From Portugal to Bali

That course becomes much more than new angles on teaching. Flemming Thyge gets so consumed with diving with disabilities that it continuously has been the red thread of his destiny.

He has traveled Scandinavia and Europe to teach diving with disabilities as well as putting it on the map in Dubai, Indonesia and the U.S. In 2009, he was the first to introduce diving with disabilities in Russia.

The Defining Features

Along the way, a defining feature has been when Flemming Thyge retrieves Fraser Bathgate—the world's first dive instructor who sits in a wheelchair—to teach on a dive course. It was the beginning on a long collaboration on diving with disabilities.

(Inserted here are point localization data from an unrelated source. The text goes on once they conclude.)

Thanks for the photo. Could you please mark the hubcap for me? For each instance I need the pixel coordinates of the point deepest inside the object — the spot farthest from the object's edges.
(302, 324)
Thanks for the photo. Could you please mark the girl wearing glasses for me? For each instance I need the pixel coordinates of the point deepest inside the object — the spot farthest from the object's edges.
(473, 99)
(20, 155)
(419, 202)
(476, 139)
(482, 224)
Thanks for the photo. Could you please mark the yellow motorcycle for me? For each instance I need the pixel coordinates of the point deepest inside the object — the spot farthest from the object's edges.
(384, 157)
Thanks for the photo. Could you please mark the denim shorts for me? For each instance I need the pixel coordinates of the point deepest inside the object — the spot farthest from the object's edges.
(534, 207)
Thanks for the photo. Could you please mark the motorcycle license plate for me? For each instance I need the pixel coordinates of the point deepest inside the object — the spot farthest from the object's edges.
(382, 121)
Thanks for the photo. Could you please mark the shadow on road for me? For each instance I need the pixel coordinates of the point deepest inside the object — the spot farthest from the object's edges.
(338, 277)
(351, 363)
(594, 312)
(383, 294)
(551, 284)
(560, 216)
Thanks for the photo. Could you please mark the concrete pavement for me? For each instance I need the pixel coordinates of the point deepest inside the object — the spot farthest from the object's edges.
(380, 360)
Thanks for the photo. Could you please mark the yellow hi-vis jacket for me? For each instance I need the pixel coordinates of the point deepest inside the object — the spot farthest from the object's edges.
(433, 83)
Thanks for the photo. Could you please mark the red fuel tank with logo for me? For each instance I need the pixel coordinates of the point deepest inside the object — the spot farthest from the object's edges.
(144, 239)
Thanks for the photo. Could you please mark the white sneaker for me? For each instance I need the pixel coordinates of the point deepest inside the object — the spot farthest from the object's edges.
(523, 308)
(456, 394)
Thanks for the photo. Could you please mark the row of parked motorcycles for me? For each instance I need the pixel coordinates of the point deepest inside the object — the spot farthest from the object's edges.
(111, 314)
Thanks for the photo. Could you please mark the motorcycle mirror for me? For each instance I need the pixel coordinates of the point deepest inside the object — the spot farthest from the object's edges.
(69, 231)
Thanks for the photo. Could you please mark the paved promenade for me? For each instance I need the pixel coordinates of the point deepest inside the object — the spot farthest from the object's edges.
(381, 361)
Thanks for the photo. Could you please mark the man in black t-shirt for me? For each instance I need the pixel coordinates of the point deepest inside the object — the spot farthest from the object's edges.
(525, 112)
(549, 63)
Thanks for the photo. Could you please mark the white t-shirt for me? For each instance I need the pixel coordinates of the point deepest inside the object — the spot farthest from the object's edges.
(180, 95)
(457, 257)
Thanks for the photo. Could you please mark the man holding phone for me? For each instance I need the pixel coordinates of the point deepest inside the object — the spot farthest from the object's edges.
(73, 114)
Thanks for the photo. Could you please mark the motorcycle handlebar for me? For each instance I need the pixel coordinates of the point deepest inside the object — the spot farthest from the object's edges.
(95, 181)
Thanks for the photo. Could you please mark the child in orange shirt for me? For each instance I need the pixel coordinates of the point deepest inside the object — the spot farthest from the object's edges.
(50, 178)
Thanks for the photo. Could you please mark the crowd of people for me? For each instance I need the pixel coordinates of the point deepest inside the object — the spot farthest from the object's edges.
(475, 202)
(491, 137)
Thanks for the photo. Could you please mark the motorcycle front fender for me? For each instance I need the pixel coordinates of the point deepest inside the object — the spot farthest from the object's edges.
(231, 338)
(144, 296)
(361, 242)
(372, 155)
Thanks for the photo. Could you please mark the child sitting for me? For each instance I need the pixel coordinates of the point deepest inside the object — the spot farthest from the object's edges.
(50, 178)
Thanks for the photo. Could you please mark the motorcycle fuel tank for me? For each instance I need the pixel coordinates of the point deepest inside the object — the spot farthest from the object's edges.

A collaboration culminating in March 2010, where they established DDI. Disabled Divers International is a non-profit organization, working with all of the international diving associations.

DDI offers diving instructors and managers a superstructure which enables them to work with people with disabilities.

"We established DDI because we felt there was a need for an independent organization, which can cooperate with all diving organizations across national borders,” Flemming Thyge states.

Diving as rehabilitation

Flemming Thyge stresses that he and Fraser Bathgate have high ambitions with DDI. "Our ambition is to educate as many as possible whilst spreading awareness of scuba diving with disabilities.

For instance, we have experienced that diving has a great effect in rehabilitation in general and also in rehabilitating war veterans. So far, we lack concrete evidence for the impact, but we are busy collecting...“ he says and continues: "Many countries have acknowledged horseback riding as being good for people with disabilities. We would like diving approved as a disability aid,” he states.

Brain Damaged in motion

One of the many people with disabilities Flemming Thyge has worked with is a young man he met in one of the rehabilitation centers he visited.

"I had the opportunity to take a young man, Sune, for several try dives. Sune suffers from Contusi Cerebri, which means that he has suffered a traumatic brain injury from an external source. We made diving a part of Sune's ability to move."

"Taking Sune diving has opened up a new world to him and has added to his joy of life," Flemming says and continues: "Now Sune is able to go diving when he goes on holidays abroad and so he did in 2004 to Cyprus, where he completed a try dive in open water for the very first time."

To see the joy when people with disabilities experiences the world of weightlessness and silence for the first time and to see them relieved of daily concerns might still bring a lump to Flemming Thyge's throat.

Today, it touches him just as deeply to see diving used in rehabilitation and by all means giving people with disabilities a physical boost. "It is totally indescribable,” he stresses.

Fact file

Flemming Thyge

  • 46 years of age. Born and raised in Denmark
  • Educated PADI dive manager and instructor
  • Educated diving with disabilities scuba instructor for 14 years
  • Has the highest education in diving currently available
  • Founded his own dive center in 1997
  • Since 2003, he traveled around the world to educate instructors in diving with disabilities
  • Was the first to teach diving with disabilities in Russia in 2009
  • Founded Divers Disabled International with Fraser Bathgate in March 2010

Disabled Divers International

Abbreviated DDI.
The organization was founded in 2010 by Fraser Bathgate and Flemming Thyge.
DDI specializes in scuba diving for people with physical or mental disabilities, both in the pools and in open water.
DDI is also specializes in training instructors for divers with disabilities.